Reentrancy Vulnerability Scope Expanded

Overview

Late last year the ChainSecurity team reported a vulnerability via Immunefi involving read-only reentrancy that we thought might render getRate() and related functions manipulable, and thus unsafe to use in many contexts.

Upon further investigation, we realized it actually applied to a broader class of pools (vs. only pools with certain tokens), but it still seemed limited to potential interactions with partner integrations. We didn’t see a way to exploit it directly, so thought it was sufficient to document the potential dangers for integrators.

After the holiday break, looking at the issue with fresh eyes, we realized there was in fact a possible exploit on the pools themselves: albeit a very obscure and inefficient one. Nevertheless, Balancer Labs took immediate measures to reduce the chance of an exploit.

Context

It turns out there were four classes of pools:

A) Pools and pool types that were unaffected.

B) Pools that have unsafe external rate functions, but are not vulnerable on their own.
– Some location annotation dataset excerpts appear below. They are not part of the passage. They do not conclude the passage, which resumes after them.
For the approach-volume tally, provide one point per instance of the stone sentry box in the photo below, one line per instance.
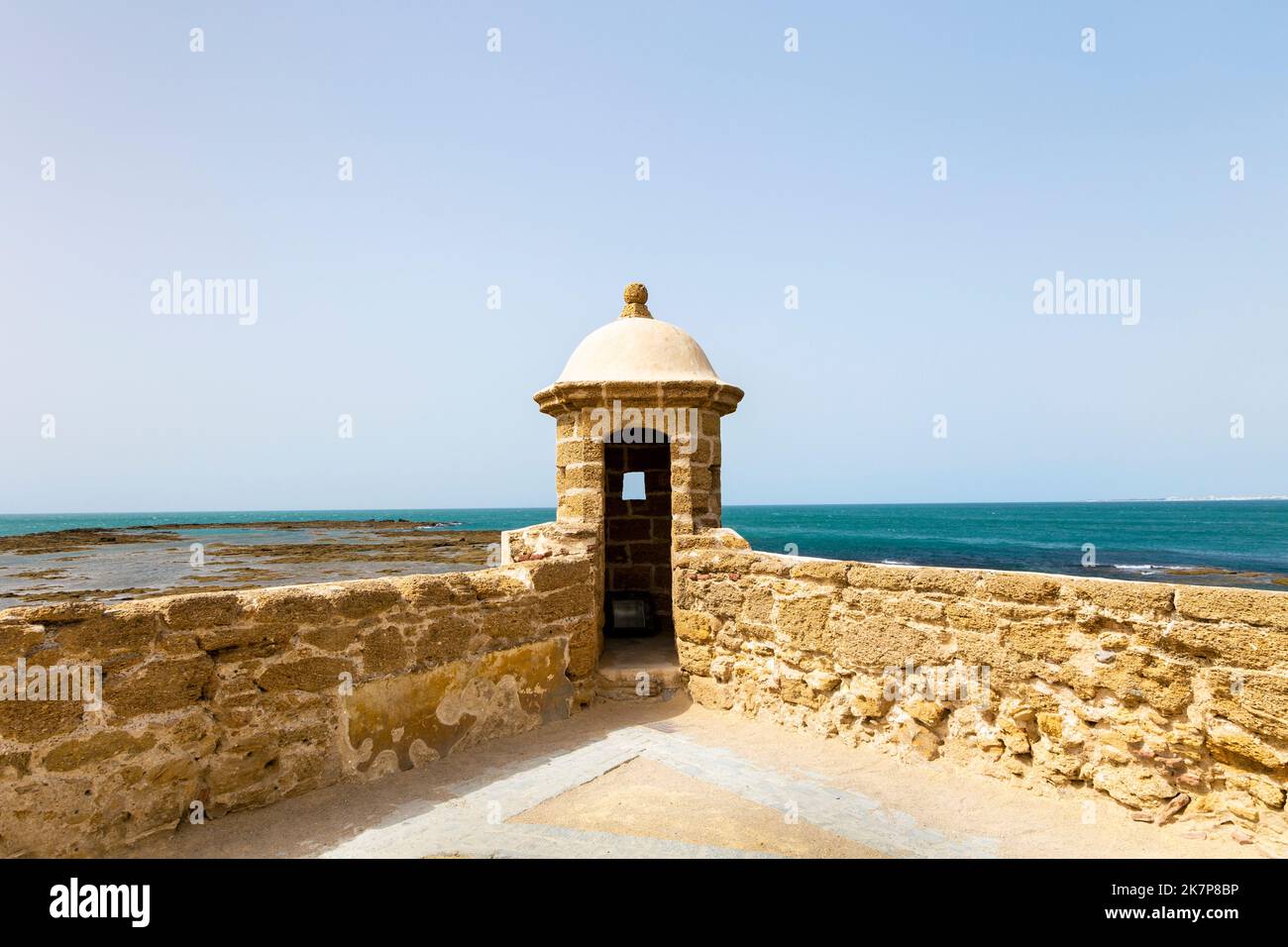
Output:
(639, 394)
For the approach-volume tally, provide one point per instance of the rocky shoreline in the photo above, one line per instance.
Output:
(111, 565)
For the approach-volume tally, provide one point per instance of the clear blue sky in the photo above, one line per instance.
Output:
(518, 169)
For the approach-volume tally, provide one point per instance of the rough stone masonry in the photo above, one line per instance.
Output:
(1138, 690)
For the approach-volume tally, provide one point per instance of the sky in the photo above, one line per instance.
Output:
(518, 169)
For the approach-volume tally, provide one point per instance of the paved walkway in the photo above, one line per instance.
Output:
(666, 779)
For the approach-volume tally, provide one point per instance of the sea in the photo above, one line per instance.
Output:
(1245, 540)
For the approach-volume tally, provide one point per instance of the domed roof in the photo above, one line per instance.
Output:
(638, 348)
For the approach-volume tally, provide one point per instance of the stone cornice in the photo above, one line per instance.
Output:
(574, 395)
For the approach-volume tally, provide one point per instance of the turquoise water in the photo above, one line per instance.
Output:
(1131, 539)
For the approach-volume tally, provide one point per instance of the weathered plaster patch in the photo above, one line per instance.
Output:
(398, 723)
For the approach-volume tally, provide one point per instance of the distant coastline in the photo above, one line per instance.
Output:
(1201, 541)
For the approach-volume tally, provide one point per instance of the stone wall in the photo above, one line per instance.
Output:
(1132, 690)
(223, 701)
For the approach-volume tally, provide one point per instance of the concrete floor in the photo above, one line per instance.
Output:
(668, 779)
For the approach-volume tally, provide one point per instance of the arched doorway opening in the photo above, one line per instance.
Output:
(638, 535)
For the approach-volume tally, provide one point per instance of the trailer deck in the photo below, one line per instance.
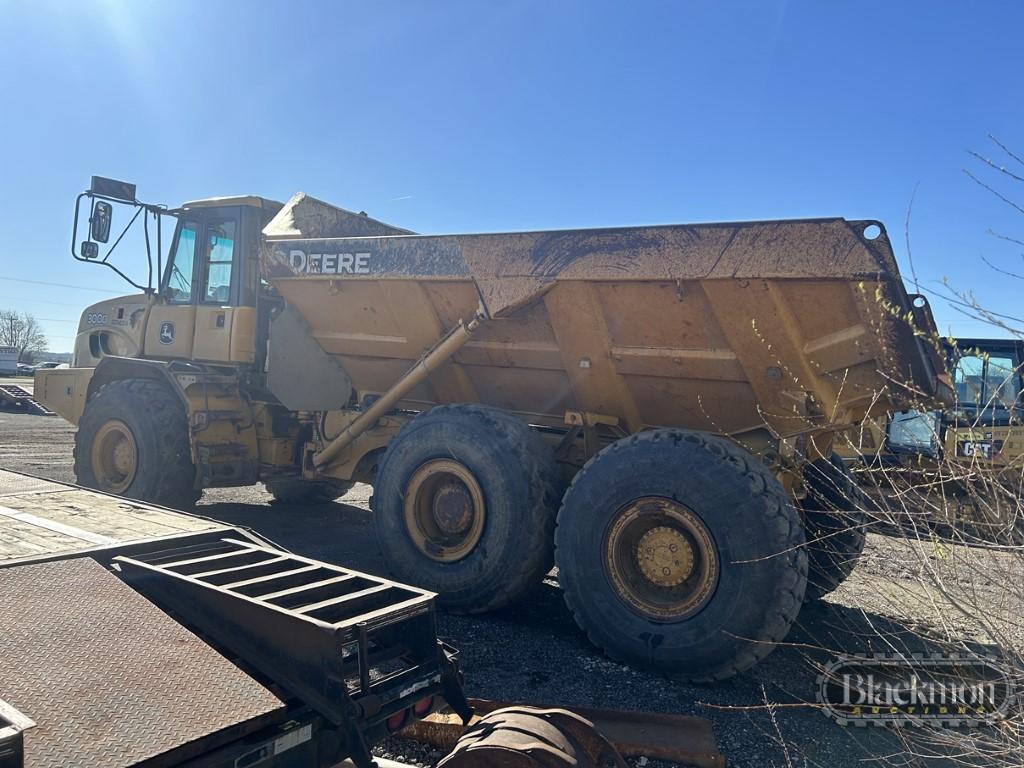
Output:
(40, 518)
(131, 685)
(133, 635)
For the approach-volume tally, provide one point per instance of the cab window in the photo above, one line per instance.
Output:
(180, 266)
(986, 381)
(220, 249)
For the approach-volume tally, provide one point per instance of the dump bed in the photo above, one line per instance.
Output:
(724, 327)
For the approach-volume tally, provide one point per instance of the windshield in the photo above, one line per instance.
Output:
(986, 381)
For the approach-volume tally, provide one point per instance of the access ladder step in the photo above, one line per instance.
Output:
(367, 619)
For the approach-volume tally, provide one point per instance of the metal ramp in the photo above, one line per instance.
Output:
(357, 648)
(14, 396)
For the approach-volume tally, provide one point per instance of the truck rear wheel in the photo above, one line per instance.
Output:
(836, 524)
(681, 553)
(298, 491)
(133, 440)
(464, 506)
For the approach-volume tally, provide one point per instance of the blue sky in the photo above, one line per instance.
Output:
(495, 116)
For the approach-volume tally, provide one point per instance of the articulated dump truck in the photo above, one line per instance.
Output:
(649, 409)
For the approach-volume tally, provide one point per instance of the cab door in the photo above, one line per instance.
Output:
(170, 330)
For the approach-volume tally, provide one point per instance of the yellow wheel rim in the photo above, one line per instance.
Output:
(114, 457)
(660, 559)
(444, 510)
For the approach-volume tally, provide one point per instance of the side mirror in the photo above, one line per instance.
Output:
(99, 222)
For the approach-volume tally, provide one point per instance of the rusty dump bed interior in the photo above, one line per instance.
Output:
(725, 327)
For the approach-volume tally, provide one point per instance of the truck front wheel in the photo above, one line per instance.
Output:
(464, 506)
(681, 553)
(133, 440)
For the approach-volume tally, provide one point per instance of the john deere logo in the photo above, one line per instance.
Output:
(166, 333)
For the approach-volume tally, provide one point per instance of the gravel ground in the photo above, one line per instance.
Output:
(535, 652)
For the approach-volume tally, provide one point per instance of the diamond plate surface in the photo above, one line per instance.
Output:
(109, 678)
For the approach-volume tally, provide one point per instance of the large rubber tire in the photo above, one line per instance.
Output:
(836, 516)
(164, 473)
(515, 471)
(297, 491)
(756, 534)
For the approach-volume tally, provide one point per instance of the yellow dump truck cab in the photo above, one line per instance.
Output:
(187, 344)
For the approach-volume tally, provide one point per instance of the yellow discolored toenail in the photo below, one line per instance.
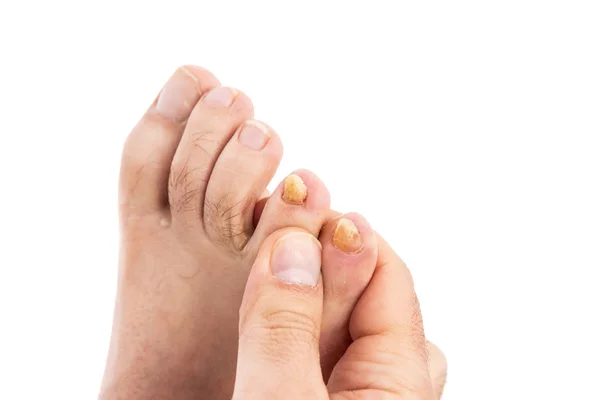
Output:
(294, 190)
(346, 237)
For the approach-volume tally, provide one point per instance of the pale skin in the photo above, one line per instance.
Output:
(225, 292)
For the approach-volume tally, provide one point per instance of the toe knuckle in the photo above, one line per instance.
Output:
(287, 327)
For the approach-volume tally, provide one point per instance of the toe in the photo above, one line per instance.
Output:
(210, 126)
(150, 147)
(349, 259)
(301, 200)
(388, 353)
(239, 179)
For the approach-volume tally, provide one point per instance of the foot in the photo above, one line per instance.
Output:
(192, 172)
(280, 327)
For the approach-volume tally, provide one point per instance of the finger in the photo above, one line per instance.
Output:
(280, 320)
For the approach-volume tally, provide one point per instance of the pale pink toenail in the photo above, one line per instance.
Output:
(219, 97)
(296, 259)
(254, 135)
(178, 96)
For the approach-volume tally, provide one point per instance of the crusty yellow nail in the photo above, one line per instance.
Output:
(346, 237)
(294, 190)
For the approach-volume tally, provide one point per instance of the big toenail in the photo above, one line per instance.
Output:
(294, 190)
(296, 259)
(219, 97)
(178, 96)
(346, 237)
(254, 135)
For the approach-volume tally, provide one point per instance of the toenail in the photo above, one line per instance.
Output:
(294, 190)
(296, 259)
(346, 237)
(254, 135)
(220, 97)
(178, 96)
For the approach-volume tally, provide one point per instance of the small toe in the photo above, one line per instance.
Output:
(239, 179)
(301, 200)
(349, 258)
(210, 127)
(150, 147)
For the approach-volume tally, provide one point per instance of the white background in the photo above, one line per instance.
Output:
(466, 131)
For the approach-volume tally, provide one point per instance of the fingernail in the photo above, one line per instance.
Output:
(294, 190)
(254, 135)
(296, 259)
(346, 237)
(219, 97)
(179, 96)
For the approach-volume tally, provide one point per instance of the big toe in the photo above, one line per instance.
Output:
(151, 145)
(388, 355)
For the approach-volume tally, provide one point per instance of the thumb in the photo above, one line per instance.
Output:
(280, 318)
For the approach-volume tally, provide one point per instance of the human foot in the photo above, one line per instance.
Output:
(192, 171)
(280, 321)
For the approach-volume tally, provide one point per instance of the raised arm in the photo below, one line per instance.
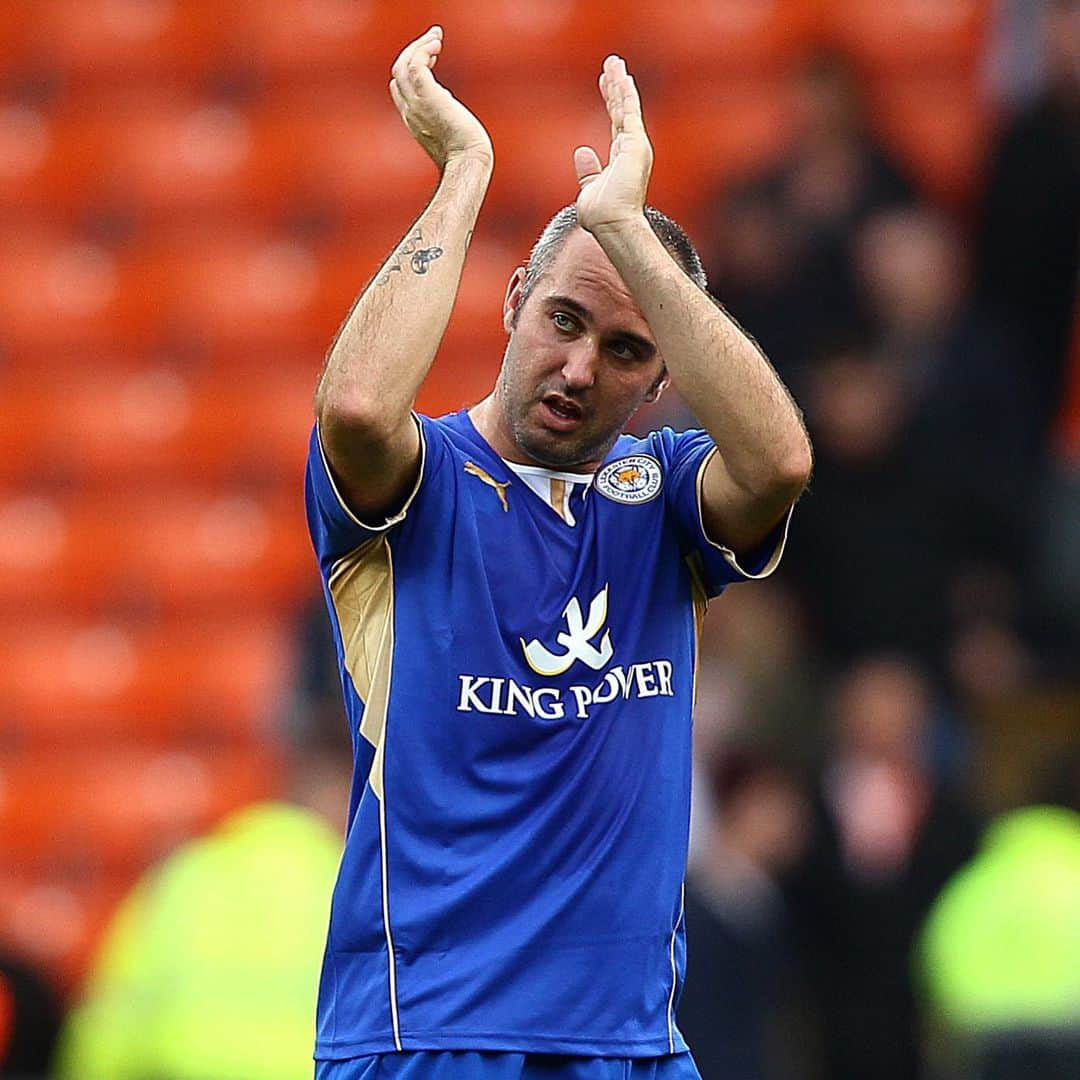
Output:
(765, 458)
(386, 346)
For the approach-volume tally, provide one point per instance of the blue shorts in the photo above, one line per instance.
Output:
(490, 1065)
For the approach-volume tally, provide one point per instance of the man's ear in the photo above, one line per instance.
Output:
(513, 298)
(658, 388)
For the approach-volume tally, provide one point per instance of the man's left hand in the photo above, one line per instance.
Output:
(612, 194)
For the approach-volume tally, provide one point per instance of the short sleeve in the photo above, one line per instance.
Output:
(685, 457)
(335, 529)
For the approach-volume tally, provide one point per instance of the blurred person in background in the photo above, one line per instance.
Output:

C) Pools where unsafe view function calls (e.g., getRate) could lead to a DoS attack, but could be mitigated through governance actions, mainly by placing pools into Recovery Mode, which turns off protocol fees and sends the contracts down code paths that are not vulnerable: i.e., they become type B pools.

The Emergency SubDAO multisig acted to place these pools in Recovery Mode. It also disabled the factories that had this feature, so that no new vulnerable pools could be created.

D) Pools where the unsafe rates could lead to loss of funds: mainly, nested Composable Stable pools. These pools could not be mitigated, and could also not be paused, since we are already outside the factory’s pause window.

Balancer’s Twitter disclosed the list of affected pools that had liquidity, and asked LPs to withdraw immediately. Also, governance acted to kill the associated gauges.

Affected Contracts

Stable Pool
Phantom Stable Pool
Linear Pool (V3)
Composable Stable Pool (V1, V2)
Weighted Pool (V2)
Managed Pool

Vulnerability Brief

The Balancer Vault is non-reentrant, meaning you cannot initiate a Vault interaction if you are already in the context of another: i.e., you cannot swap inside a join, or exit a pool and transfer internal balance in the same interaction.

Of course, that doesn’t mean you can’t call the Vault at all during an operation. Read-only reentrancy occurs when a contract calls a view (read-only) function on the Vault. This is generally perfectly safe, since by definition view functions cannot modify contract state: and you can’t get up to much mischief without modifying state.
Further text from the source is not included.